CAS Key Laboratory of Marine Ecology and Environmental Sciences, Institute of Oceanology, Chinese Academy of Sciences, Qingdao, China; Laboratory for Marine Ecology and Environmental Science, Qingdao Marine Science and Technology Center, Qingdao, China; University of Chinese Academy of Sciences, Beijing, China.
CAS Key Laboratory of Marine Ecology and Environmental Sciences, Institute of Oceanology, Chinese Academy of Sciences, Qingdao, China; Laboratory for Marine Ecology and Environmental Science, Qingdao Marine Science and Technology Center, Qingdao, China.
Sci Total Environ. 2024 Nov 25;953:176138. doi: 10.1016/j.scitotenv.2024.176138. Epub 2024 Sep 10.
In an era marked by unprecedented anthropogenic change, marine systems are increasingly subjected to interconnected and dynamic external stressors, which profoundly reshape the behavior and resilience of marine ecological components.
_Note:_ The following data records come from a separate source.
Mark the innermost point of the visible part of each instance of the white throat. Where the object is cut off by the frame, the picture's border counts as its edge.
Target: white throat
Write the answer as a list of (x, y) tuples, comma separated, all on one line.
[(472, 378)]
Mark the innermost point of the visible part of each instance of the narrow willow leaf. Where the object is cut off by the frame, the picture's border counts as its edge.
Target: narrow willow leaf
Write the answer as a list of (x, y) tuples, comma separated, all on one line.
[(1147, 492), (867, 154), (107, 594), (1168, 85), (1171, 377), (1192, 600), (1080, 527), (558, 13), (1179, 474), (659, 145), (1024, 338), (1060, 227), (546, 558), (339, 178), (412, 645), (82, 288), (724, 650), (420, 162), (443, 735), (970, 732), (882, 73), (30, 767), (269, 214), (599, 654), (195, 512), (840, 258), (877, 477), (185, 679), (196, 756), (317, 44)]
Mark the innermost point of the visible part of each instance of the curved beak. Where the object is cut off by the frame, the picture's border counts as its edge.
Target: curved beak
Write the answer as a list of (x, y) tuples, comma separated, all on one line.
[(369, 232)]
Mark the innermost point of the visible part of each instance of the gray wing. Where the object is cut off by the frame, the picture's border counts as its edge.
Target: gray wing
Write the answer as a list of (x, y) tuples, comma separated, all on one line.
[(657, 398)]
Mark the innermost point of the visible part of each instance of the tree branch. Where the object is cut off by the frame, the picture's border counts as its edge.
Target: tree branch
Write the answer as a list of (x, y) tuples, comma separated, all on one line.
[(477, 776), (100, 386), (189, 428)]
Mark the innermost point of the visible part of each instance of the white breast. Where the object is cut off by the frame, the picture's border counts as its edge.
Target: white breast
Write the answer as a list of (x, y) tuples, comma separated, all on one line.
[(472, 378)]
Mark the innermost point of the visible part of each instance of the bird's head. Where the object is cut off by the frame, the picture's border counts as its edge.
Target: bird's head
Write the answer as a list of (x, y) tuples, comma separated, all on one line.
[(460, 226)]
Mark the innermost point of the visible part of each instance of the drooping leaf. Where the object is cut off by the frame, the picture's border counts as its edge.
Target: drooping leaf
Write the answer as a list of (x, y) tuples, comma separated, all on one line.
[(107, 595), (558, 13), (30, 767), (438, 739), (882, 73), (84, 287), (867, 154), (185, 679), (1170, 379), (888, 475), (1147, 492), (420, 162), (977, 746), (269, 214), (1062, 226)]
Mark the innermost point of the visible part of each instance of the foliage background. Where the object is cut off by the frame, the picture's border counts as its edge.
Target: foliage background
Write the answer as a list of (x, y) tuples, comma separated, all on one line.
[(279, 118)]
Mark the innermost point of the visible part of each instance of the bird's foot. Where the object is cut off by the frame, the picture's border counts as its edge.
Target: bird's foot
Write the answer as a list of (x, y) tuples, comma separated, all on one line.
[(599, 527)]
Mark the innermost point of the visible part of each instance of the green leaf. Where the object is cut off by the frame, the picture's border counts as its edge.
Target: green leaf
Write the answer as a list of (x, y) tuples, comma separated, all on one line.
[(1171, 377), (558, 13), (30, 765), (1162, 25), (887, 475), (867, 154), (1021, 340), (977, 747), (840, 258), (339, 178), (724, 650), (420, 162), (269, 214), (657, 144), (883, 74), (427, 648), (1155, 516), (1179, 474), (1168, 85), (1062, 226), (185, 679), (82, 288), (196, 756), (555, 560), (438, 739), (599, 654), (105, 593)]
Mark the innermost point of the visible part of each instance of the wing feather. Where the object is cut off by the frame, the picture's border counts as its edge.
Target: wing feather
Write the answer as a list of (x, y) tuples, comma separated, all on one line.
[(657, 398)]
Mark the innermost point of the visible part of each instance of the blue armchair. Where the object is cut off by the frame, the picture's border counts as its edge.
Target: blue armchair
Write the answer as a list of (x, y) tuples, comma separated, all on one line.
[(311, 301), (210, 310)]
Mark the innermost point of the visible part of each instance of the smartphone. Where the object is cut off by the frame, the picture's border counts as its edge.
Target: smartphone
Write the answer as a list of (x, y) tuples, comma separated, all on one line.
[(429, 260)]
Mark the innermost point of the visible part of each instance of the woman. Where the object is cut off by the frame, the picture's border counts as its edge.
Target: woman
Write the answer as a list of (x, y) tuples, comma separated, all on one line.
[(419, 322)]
Nevertheless, despite widespread recognition of the significance of stressor interactions, there persist notable knowledge deficits in quantifying their interactions and the specific biological consequences that result. To bridge this crucial gap, this research detected and examined the causal relationships between five key exogenous stressors in a complex estuarine ecosystem. Furthermore, a Bayesian Hierarchical Spatio-temporal modeling framework was proposed to quantitatively evaluate the distinct, interactive, and globally sensitive effects of multiple stressors on the population dynamics of a crucial fish species: Harpadon nehereus. The results showed that interactions were detected between fisheries pressure (FP), the Pacific Decadal Oscillation index (PDO), runoff volume (RV), and sediment load (SL), with five of these interactions producing significant synergistic effects on H. nehereus biomass. The SLPDO and RVPDO interactions had positive synergistic effects, albeit through differing processes. The former interaction amplified the individual effects of each stressor, while the latter reversed the direction of the original impact. Indeed overall, the synergistic effect of multiple stressors was not favorable, with FP in particular posing the greatest threat to H. nehereus population. This threat was more pronounced at high SL or negative PDO phases. Therefore, local management efforts aimed at addressing multiple stressors and protecting resources should consider the findings. Additionally, although the velocity of climate change (VoCC) failed to produce significant interactions, changes in this stressor had the most sensitive impacts on the response of H. nehereus population. This research strives to enhance the dimensionality, generalizability, and flexibility of the quantification framework for marine multi-stressor interactions, aiming to foster broader research collaboration and jointly tackle the intricate pressures facing marine ecosystems.
在一个人类活动前所未有的变革时代,海洋系统越来越受到相互关联和动态的外部胁迫的影响,这些胁迫深刻地改变了海洋生态组成部分的行为和恢复力。尽管人们普遍认识到胁迫相互作用的重要性,但在量化它们的相互作用以及由此产生的特定生物学后果方面,仍然存在明显的知识缺陷。为了弥合这一关键差距,本研究在一个复杂的河口生态系统中检测并检验了五个关键外源胁迫之间的因果关系。此外,还提出了一个贝叶斯分层时空建模框架,以定量评估多种胁迫对关键鱼类物种哈氏仿对鱼种群动态的独特、交互和全球敏感影响。结果表明,渔业压力(FP)、太平洋十年涛动指数(PDO)、径流量(RV)和泥沙负荷(SL)之间存在相互作用,其中五个相互作用对哈氏仿对鱼生物量产生了显著的协同效应。SLPDO 和 RVPDO 相互作用具有正协同效应,尽管作用过程不同。前者相互作用放大了每个胁迫的单独影响,而后者则改变了原始影响的方向。事实上,多种胁迫的协同效应并不有利,尤其是 FP 对哈氏仿对鱼种群构成了最大威胁。在 SL 较高或 PDO 为负的阶段,这种威胁更为明显。因此,旨在解决多种胁迫和保护资源的地方管理工作应考虑到这些发现。此外,尽管气候变化速度(VoCC)未能产生显著的相互作用,但该胁迫的变化对哈氏仿对鱼种群响应的影响最为敏感。本研究旨在提高海洋多胁迫相互作用量化框架的维度、通用性和灵活性,以促进更广泛的研究合作,共同应对海洋生态系统面临的复杂压力。